For too long, wealth management has regarded bank-based advisors as less entrepreneurial than their counterparts in the independent space. That common misperception stems from a bank or wirehouse environment that places limitations on their growth or restricts access to resources.
Banks supply leads, thought leadership, product sets and structure. Outsiders, naturally, assume that advisors merely manage what comes in.
While, on the surface, this may appear to be the case, increasing numbers of bank advisors are defying the typecasting to become top performers. What distinguishes them is an entrepreneurial drive that even a bank's policies cannot snuff out. Cerulli Associates data supports the claim that a movement is emerging. By 2027, research indicates that wirehouse assets will drop to 27.7%, a decline of almost 6 percentage points from 2022.
For bank advisors weighing the move to independence, here are four key insights drawn from real-world experiences for those who have successfully transitioned.
Not Every Bank Advisor Can or Should Go Independent
Independence is not for the average bank advisor. It demands ambition, resilience and a willingness to rebuild on day one. The best independent firms attract a top-tier subset of advisors — those who would succeed in any environment because of their fire, drive and discipline.
Identifying advisors with that mindset works only when firms lay out the full reality of independence to a prospective advisor. Advisors self-select: The wrong ones retreat; the right ones lean in. Only those who recognize the challenge and persist are equipped to thrive.
Join Forces With Local Leadership
Entrepreneurship in wealth management is no longer about flying solo. A high-wire transition should come with a safety net of a structured or supported independence. Advisors succeed when local leadership genuinely advocates for them, within a large independent broker-dealer structure.
This support fosters entrepreneurship. Local leadership can alleviate advisor worry about getting lost inside a large national firm by delivering hands-on, personalized support, representing the advisor's interests, and offering a community of peers who operate in the same supported-independence structure.
Such models serve as a bridge — more professional freedoms but without the operational burden of running a business. Advisors retain full autonomy while working within a ready-made infrastructure comparable to a bank, but with a broader product shelf that significantly expands investment capabilities, industry-wide thought leadership, common-sense compliance and freedom to communicate authentically with clients.
Entrepreneurship in this new era doesn't mean building a storefront. It means being free to support clients without the institutional limitations that never feel quite right.

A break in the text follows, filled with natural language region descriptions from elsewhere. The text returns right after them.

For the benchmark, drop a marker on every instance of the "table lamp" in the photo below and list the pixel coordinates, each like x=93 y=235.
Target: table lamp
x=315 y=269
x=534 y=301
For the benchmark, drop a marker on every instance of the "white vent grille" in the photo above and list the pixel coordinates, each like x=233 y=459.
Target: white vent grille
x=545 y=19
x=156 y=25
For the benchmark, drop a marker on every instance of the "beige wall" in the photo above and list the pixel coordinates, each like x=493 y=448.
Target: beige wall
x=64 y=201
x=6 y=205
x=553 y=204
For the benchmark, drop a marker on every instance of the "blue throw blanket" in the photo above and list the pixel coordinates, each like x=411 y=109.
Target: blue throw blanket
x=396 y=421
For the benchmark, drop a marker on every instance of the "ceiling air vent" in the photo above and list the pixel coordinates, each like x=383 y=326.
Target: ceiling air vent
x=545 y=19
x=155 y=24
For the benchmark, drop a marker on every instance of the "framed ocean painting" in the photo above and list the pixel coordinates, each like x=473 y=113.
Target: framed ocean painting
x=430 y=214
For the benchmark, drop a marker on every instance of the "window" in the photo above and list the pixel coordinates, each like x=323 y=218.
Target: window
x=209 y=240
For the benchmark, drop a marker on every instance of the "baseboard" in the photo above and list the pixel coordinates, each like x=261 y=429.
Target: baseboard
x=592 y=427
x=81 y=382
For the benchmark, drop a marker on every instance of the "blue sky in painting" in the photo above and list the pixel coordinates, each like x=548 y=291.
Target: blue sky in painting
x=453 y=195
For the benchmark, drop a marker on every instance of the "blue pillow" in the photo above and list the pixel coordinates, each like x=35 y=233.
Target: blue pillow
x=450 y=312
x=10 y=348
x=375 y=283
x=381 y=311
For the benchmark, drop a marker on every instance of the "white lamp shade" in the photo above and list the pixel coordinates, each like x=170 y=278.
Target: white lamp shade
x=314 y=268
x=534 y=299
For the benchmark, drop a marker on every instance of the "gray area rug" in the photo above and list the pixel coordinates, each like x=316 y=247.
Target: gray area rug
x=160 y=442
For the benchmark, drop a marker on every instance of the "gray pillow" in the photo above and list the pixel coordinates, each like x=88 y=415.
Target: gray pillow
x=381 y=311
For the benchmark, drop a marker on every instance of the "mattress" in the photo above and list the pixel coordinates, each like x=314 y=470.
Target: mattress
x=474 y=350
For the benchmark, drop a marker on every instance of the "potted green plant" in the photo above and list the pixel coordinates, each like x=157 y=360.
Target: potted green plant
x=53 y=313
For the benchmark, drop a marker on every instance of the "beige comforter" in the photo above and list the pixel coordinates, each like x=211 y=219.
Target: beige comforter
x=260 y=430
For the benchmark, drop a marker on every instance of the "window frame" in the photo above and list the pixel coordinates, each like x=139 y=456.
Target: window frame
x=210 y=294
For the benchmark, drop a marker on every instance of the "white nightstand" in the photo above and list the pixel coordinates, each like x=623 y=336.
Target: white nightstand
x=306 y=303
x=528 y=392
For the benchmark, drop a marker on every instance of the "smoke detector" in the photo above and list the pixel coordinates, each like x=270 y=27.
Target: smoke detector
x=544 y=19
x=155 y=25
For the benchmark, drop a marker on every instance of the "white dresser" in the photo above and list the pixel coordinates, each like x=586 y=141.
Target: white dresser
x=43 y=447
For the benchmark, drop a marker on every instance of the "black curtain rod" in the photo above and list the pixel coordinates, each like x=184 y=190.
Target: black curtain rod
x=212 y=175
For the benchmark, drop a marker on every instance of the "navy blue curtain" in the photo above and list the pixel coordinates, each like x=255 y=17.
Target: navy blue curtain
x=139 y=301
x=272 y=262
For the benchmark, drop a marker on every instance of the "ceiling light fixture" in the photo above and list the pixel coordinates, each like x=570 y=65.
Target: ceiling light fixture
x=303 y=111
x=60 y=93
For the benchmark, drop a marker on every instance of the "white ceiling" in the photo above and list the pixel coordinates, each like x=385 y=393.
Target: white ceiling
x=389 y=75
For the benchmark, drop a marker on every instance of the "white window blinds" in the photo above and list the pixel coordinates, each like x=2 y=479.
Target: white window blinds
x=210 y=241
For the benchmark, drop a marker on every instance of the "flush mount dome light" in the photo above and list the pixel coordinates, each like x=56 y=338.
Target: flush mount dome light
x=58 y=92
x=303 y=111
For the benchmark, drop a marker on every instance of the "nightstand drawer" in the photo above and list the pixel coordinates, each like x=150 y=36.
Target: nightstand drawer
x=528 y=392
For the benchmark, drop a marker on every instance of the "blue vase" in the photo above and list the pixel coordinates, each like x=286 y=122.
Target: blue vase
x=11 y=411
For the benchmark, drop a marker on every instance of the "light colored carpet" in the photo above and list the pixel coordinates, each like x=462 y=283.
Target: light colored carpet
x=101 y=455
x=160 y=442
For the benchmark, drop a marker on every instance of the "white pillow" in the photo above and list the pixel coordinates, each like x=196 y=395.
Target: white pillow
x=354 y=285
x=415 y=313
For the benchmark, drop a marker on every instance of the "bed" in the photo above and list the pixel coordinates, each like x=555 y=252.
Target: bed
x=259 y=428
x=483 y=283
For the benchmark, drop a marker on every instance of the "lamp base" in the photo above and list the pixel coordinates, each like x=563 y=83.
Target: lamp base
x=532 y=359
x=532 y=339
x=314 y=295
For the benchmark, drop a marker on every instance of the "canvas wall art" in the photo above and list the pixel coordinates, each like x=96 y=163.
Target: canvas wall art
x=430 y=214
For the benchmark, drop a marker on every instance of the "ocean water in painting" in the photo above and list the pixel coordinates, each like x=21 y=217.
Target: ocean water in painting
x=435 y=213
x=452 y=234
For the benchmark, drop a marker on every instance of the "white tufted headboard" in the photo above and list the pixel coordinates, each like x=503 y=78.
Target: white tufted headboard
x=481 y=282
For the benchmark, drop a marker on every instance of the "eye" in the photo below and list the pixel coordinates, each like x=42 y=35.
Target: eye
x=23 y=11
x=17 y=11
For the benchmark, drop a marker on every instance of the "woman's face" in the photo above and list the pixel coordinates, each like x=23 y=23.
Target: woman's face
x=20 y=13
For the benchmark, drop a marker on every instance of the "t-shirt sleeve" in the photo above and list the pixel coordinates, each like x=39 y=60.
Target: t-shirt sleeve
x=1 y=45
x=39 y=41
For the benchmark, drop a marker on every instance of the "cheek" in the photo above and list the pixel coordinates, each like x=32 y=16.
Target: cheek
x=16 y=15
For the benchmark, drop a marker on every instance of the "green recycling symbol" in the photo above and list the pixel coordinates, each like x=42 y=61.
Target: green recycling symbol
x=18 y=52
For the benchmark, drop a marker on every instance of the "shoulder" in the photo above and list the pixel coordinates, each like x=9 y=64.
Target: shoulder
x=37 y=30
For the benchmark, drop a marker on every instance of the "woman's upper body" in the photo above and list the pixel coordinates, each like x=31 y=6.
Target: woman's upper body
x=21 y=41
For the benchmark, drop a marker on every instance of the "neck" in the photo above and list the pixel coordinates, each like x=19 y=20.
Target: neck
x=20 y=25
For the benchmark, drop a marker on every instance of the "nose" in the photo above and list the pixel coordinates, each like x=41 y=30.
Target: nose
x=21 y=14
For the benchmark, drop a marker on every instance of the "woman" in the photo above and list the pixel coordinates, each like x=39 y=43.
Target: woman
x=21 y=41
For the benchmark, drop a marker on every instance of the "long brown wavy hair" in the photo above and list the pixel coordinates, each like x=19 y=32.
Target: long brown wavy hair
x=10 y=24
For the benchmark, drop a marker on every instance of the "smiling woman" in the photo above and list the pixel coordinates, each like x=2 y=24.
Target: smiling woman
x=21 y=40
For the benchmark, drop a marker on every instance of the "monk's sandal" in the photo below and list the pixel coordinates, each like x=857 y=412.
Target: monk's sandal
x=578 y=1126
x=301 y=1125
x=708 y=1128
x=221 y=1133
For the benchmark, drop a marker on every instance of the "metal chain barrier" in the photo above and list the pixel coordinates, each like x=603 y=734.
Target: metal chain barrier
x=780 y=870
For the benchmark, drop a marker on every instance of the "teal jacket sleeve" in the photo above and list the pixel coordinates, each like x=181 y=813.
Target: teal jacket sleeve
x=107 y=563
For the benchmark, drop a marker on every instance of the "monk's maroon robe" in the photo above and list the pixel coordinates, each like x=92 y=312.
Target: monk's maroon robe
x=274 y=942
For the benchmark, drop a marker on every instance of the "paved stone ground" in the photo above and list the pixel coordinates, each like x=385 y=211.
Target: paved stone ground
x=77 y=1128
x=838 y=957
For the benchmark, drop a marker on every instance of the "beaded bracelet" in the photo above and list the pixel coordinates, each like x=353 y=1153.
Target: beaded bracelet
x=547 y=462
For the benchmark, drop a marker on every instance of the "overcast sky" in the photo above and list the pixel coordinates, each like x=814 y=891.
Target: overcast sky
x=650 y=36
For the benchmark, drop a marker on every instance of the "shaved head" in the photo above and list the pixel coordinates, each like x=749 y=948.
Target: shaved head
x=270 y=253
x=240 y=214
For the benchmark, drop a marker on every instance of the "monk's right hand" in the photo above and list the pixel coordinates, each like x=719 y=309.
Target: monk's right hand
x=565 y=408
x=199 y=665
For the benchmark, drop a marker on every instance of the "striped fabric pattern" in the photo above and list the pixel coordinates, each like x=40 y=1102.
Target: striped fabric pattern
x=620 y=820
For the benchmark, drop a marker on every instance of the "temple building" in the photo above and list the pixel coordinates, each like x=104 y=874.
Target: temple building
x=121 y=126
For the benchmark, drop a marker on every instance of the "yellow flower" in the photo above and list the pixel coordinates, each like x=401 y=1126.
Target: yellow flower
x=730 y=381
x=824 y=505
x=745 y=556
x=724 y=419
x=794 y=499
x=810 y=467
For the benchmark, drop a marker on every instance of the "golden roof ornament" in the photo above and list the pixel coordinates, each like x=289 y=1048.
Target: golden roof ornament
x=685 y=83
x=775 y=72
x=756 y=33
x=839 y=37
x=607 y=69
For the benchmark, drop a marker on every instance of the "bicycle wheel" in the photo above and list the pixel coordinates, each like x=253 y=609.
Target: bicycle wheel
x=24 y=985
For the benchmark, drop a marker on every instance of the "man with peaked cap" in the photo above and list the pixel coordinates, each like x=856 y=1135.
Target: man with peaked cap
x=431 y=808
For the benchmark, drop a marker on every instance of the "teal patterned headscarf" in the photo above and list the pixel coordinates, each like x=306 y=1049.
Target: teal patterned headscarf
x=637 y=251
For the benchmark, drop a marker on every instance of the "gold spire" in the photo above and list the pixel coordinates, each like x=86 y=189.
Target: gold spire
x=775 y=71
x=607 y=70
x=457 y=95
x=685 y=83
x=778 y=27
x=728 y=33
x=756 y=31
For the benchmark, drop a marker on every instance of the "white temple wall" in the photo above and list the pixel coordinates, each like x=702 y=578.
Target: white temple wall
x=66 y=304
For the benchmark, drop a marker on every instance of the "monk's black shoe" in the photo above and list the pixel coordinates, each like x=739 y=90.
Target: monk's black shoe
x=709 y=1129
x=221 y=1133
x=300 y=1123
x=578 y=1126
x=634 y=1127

Seek Flexibility and Freedom
Former bank advisors often experience a seismic shift in flexibility, as a wider range of traditional investments, alternative investments and access to brokerage and advisory solutions becomes available. Advisors can collaborate seamlessly with CPAs, estate attorneys, insurance professionals, financial planners and other experts to provide clients with a deeper, more holistic approach to financial planning.
The outcome is more than broader tools or platforms — it is stronger, more fulfilled client relationships and a renewed sense of purpose for advisors. With greater flexibility and ownership over advice, advisors often rediscover the most energized, client-focused version of their professional identity. Greater customization and choice follow, allowing advisors to tailor solutions without the constraints typical of wirehouses or employee-advisor models. This flexibility also supports advisor career growth and encourages deeper client engagement, often increasing the share of assets that clients entrust to their advisor.
Responsive Support Structure Matters
When advisors receive strong local leadership support, they can dedicate more time to clients and help them consolidate their assets with them for the first time. The advisor now has full capability.
The entrepreneurial bank-based advisor is frequently misunderstood. Supported independence, however, shows that they never needed the bank for success — it merely limited how fully that success could scale. With the right infrastructure, their potential expands exponentially.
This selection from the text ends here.